Discovering potent inhibitors against c-Met kinase: molecular design, organic
synthesis and bioassay

The receptor tyrosine kinase c-Met is an attractive target for therapeutic treatment of cancers
nowadays. The discovery of small molecule inhibitors is of special interest in the blockade of the c-Met
kinase pathway. Here, we initiated our study from compound 1a, a novel inhibitor against c-Met kinase.

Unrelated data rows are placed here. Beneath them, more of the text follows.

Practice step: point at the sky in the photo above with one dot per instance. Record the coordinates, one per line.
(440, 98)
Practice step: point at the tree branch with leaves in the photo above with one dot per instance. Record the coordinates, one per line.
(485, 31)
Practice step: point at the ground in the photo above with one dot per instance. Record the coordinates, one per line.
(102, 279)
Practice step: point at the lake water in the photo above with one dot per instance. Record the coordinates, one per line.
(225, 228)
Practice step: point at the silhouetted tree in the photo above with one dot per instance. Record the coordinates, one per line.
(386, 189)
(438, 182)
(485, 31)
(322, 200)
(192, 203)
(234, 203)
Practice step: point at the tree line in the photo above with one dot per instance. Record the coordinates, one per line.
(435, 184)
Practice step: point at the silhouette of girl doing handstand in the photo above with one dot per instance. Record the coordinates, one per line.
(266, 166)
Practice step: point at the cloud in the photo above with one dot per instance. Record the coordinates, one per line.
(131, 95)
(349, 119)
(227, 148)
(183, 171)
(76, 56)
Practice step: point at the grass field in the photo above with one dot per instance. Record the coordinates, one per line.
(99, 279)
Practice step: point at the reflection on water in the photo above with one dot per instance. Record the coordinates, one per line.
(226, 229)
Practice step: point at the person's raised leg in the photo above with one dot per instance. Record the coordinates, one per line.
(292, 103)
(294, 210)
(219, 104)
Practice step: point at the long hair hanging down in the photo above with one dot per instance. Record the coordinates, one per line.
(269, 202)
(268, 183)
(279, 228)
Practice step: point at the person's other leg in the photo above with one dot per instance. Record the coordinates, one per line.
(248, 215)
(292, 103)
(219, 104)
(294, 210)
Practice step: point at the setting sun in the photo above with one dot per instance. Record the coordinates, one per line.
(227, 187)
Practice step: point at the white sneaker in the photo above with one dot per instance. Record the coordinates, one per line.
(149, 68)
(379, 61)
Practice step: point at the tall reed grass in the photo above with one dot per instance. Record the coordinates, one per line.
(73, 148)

A substructure similarity search against the SPECS database and chemical synthesis methods were
performed to obtain a series of pyrazolidine-3,5-dione derivatives. Through the enzyme-based assay
against c-Met kinase, 4 compounds (1c, 1e, 1m and 1o) showed potential inhibitory activity, with IC50
values mostly less than 10 mM. Based on the structure–activity relationship (SAR) and binding mode
analysis, a focused combinatorial library was designed by the LD1.0 program. Taking into account
ADMET properties and synthesis accessibility, seven candidate compounds (5a–g) were successfully
synthesized. The activity of the most potent compounds 5b (IC50 = 0.46 mM) was 20 fold higher than
that of the lead 1a. Taken together, our findings identified the pyrazolidine-3,5-dione derivatives as
potent inhibitors against c-Met kinase and demonstrated the efficiency of the strategy in the
development of small molecules against c-Met kinase.